«Übrigens» in den Freiburger Nachrichten vom 8. Juli 2015
Usain Bolt läuft 100 Meter in 9,58 Sekunden. Abraham Kipyatich schafft es in 50:28 Minuten von Murten nach Freiburg. Ich brauche eine halbe Stunde für 300 Meter. Und das auch nur an guten Tagen.
Wer kleine Kinder hat, weiss, wovon ich rede. Selbst der vertrauteste Weg, den man täglich geht, birgt jedes Mal neue Wunder, Abenteuer und Mutproben. Und die Expedition ins Ungewisse fängt direkt vor der Haustüre an. Hoffentlich ist der Nachbarsjunge nicht auf dem Spielplatz. Sonst bleiben wir hängen, bevor wir richtig los sind. Niemand da. Uff. Dafür knattert ein Helikopter über unsere Köpfe hinweg. Und wir können erst weiter, wenn der Rega-Heli auf dem Spitaldach gelandet ist.
Dann fängt die Ältere an, die festgetretenen Kaugummis auf dem Trottoir zu zählen. Sie kommt bis 14, bevor sie stolpert – erst übers Zählen und dann über die eigenen Füsse. Zurück auf Feld 1. Pflaster aufs blutende Knie. Tränen trocknen. Wieder zur Haustüre raus. Der Spielplatz ist immer noch leer. Dafür beginnt der Kleine zu quengeln und will getragen werden. Mit gut Zureden meinerseits und viel Geschrei seinerseits kommen wir bis zur ersten Hecke. Einmal Versteckis. So viel Zeit muss sein. Nach dem dritten Mal dann der Blick auf die Uhr. «Können wir weiter?» Nach dem sechsten Mal brechen wir auf.
Auf den nächsten zehn Metern: ein Rotmilan, der Mann mit dem elektrischen Rollstuhl, ein undefinierbares Stück Gummi, das kaputte Velo. Alles wird bestaunt, kommentiert, befingert. «Kommt jetzt, bitte.» Wir schaffen es bis zur Absperrkette. Die Ältere balanciert rüber. Der Jüngere setzt sich drauf und schaukelt. Natürlich fällt er runter. Eine Runde aussetzen. In den Arm nehmen. Trösten. «Gehen wir weiter?» Der tote Junikäfer vor dem nächsten Hauseingang führt zu einem ausführlichen philosophischen Gespräch über das Leben und den Tod und zur Frage, ob es auch Oktoberkäfer gibt.
Da fällt der Älteren plötzlich ein, dass sie die festgetretenen Kaugummis gar nicht fertig gezählt hat. Und sie will sofort zurück. Aber für einmal habe ich den härteren Kopf.
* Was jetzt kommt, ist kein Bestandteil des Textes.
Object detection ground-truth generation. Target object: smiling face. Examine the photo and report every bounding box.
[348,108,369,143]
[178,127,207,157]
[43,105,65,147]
Ziemlich ausgepowert biegen wir endlich auf die Zielgerade ein. Aber die hat es in sich. Denn vor dem Einkaufszentrum spritzt, sprudelt und gurgelt ein riesiger Springbrunnen. Daran gibt es bei dieser Hitze kein Vorbeikommen. Also dreimal kreischend durchs kühle Nass gerannt. Wir haben sowieso schon einen neuen Negativrekord aufgestellt.
Kinder öffnen einem die Augen für die wichtigen Dinge? Kommen Sie mir jetzt nicht damit. Ich habe genug gesehen, danke. Und der Rückweg steht uns ja noch bevor. Der Weg ist das Ziel? Ich wollte nur rasch einkaufen gehen. Und zwar Quick Soup.